The Company currently expects to complete the sale of the Tyngsborough Land on or about December 4, 2015 (unless an earlier date is agreed upon by the Company and Tyngsborough Commons) and the Company is entitled to terminate the Purchase Agreement if the closing does not take place on or before December 4, 2015. The closing of the sale remains subject to certain conditions and obligations of the parties prior to closing, some of which are outside of the Company’s control and, accordingly, there can be no assurance as to when or if such closing will occur. If the Purchase Agreement is terminated, there can be no assurance as to when, if ever, the Company will be able to sell the Tyngsborough Land. The inability to sell the Tyngsborough Land may delay the completion of the Company’s liquidation and related distributions to its stockholders.

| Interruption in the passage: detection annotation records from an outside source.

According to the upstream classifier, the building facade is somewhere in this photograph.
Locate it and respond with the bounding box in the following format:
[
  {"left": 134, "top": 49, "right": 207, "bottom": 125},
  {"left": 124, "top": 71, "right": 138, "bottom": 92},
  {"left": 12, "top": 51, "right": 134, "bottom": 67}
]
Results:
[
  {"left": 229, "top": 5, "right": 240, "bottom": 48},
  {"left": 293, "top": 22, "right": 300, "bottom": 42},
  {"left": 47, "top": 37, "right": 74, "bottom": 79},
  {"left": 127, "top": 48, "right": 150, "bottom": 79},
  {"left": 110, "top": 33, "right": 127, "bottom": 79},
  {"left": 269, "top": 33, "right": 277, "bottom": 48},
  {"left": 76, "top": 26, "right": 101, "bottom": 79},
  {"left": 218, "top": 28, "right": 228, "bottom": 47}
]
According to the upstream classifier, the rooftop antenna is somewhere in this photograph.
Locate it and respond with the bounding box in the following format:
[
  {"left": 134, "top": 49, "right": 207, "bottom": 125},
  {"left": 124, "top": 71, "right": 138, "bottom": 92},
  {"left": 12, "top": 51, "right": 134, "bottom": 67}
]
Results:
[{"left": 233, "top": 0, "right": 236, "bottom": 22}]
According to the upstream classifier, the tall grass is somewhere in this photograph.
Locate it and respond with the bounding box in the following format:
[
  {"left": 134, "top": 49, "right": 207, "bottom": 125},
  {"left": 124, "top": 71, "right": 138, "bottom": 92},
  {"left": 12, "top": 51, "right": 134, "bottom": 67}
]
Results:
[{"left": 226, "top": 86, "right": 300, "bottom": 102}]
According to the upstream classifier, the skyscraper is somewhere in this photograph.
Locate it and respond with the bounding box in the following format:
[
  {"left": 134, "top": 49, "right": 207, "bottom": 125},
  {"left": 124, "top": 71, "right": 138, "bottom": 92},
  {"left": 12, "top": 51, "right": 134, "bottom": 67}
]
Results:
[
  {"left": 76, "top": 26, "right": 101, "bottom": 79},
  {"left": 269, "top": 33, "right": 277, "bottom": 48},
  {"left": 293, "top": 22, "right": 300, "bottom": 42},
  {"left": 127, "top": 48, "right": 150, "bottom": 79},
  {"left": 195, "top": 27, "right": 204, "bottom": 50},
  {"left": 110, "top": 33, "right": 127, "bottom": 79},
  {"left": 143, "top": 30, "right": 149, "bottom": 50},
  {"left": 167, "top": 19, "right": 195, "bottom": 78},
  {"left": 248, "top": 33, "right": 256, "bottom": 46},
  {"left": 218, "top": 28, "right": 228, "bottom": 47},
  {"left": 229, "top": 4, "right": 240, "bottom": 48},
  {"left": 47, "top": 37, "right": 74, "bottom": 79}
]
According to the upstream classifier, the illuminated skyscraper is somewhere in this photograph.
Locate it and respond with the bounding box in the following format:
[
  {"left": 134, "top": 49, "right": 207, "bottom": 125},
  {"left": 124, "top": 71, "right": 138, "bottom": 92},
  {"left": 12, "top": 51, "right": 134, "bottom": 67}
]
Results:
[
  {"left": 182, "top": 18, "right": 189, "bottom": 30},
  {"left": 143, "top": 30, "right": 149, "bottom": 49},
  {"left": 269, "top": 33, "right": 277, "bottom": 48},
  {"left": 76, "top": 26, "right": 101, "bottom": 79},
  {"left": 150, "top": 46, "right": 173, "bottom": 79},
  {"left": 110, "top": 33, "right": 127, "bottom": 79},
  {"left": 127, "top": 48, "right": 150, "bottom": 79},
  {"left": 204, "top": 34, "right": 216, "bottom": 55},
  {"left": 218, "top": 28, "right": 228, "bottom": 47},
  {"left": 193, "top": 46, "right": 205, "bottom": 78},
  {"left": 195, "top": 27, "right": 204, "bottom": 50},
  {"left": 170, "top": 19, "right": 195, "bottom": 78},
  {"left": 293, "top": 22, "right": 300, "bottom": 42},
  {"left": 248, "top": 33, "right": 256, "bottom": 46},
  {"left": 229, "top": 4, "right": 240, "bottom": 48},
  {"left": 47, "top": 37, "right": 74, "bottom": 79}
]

On July 29, 2014, the Company paid a liquidating cash distribution to stockholders of $0.24 per share of Common Stock, or $6.93 million in the aggregate. The Board declared this distribution after the Delaware Court of Chancery, on July 2, 2014, granted the Company’s petition for a determination that, among other things, the amount set forth in the petition to be retained by the Company for anticipated wind-down costs and expenses and for contingent and unknown liabilities and other possible charges and expenses is sufficient to be retained pursuant to Section 280(c) of the General Corporation Law of the State of Delaware. In accordance with the petition, any portion of the retained amount that is not required to cover wind-down costs, charges, expenses or liabilities may be distributed from time to time to the Company’s stockholders in the discretion of the Board in accordance with its fiduciary duties.

 

Under the Delaware General Corporation Law (the “DGCL”), the Dissolution period and the Company’s corporate existence will continue until at least March 7, 2016, three years from the filing of the Certificate of Dissolution, or such longer period as the Court of Chancery directs to, among other things, enable the Company to dispose and convey its properties, discharge its liabilities and distribute to its stockholders any remaining assets. Until the completion of the Dissolution, the Company will continue to pursue the liquidation to cash of its remaining non-cash assets for possible distribution to its stockholders. There can be no assurance as to the amount of consideration the Company may be able to obtain for these assets or as to any time frame within which a potential sale or other disposition of these assets might occur. Subject to uncertainties inherent in the winding-down of the Company’s business, the Company may make one or more additional liquidating distributions following the liquidation to cash of its remaining non-cash assets and after payment of, or provision for, outstanding claims in accordance with Delaware law. However, the Dissolution process and the payment of any distribution to stockholders involve substantial risks and uncertainties. Accordingly, it is not possible to predict the timing of the completion of the Dissolution, the timing of any further distributions to stockholders or the aggregate amount of any such distributions, and no assurance can be given that the distributions will equal or exceed the estimate of net assets presented in the Company’s Statement of Net Assets included in this Annual Report. The Company will continue to analyze its estimates of liquidation expenses on an ongoing basis, and determine whether further distributions of assets to its stockholders are appropriate at such times.